Será que chegou a hora da publicidade mudar o mundo?

Passei os primeiros dias do SXSW, esperando aquele soco

no estômago que o festival geralmente dá. Aquela sensação angustiante de que mundo inteiro está criando coisas mais interessantes que você.

Quando as palestras começam, a angústia toma proporções estratosféricas. Surge a dúvida: não deveríamos estar lá fora mudando o mundo de verdade, fazendo alguma coisa mais genial que as nossas mundanas reuniões de briefing?

Apesar da latência dessa dúvida, grande parte da audiência do festival insiste em outras: como a inteligência artificial vai revolucionar a forma das pessoas se comunicarem, relacionarem e comprarem? VR&AR: fake news ou realidade?

Precisávamos vir à América para entender isso?

Enfim, o soco finalmente veio.

Surpresa, ou não, a primeira virada do avesso que o festival me provocou foi com uma cientista: Jennifer Doudna.

Jennifer criou o sistema CRISPR (do inglês Clustered Regularly Interspaced Short Palindromic Repeats) — em um tuíte, uma tecnologia capaz de editar partes do nosso DNA, revolucionando a genética.

Na prática, em pouco tempo, nossos defeitos poderão ser editados como se edita um texto: literalmente cortando as partes “ruins” e as substituindo por partes “boas”. Essa tecnologia já é inclusive capaz de mudar a genética de óvulos fecundados no útero.
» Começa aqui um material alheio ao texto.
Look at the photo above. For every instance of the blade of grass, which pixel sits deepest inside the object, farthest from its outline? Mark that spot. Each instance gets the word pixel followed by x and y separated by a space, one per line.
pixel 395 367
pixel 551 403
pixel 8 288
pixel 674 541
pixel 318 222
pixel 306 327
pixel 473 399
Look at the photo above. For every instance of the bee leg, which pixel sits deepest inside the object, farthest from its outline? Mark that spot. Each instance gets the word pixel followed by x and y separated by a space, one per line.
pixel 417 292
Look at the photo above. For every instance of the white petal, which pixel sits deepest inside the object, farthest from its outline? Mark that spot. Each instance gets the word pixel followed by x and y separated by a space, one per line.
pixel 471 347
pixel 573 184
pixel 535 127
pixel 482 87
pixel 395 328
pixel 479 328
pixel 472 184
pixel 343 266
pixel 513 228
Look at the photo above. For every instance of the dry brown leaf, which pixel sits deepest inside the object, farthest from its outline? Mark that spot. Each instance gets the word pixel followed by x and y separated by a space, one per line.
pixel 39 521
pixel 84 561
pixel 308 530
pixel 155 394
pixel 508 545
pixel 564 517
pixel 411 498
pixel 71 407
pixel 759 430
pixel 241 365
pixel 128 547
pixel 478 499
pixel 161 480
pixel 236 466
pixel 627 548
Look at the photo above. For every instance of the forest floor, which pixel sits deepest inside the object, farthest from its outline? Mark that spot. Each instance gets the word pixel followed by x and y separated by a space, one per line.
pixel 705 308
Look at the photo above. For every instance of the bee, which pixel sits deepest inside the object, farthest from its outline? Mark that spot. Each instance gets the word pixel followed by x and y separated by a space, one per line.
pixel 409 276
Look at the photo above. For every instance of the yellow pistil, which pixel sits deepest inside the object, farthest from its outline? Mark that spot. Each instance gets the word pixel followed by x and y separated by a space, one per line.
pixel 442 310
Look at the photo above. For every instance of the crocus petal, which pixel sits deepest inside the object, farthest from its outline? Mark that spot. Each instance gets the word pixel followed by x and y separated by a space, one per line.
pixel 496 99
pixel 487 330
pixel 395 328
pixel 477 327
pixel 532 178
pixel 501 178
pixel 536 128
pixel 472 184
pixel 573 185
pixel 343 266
Você consegue imaginar um mundo onde seres humanos podem ser “editados” geneticamente?

Pois é. Assustador.

Agora, imagine o impacto dessa tecnologia nos mercados da saúde, do esporte, na indústria alimentar, e — por que não? — no mundo da beleza e da moda para seres humanos “editados”. Quantos produtos não dependem dos nossos defeitos para existirem, e quantos ainda serão relevantes para quem não envelhece, não engorda, e nem sabe mais o que é vitamina C?

Complexo, não?

O próximo desafio da Jennifer é convidar a sociedade para essa discussão desconfortável.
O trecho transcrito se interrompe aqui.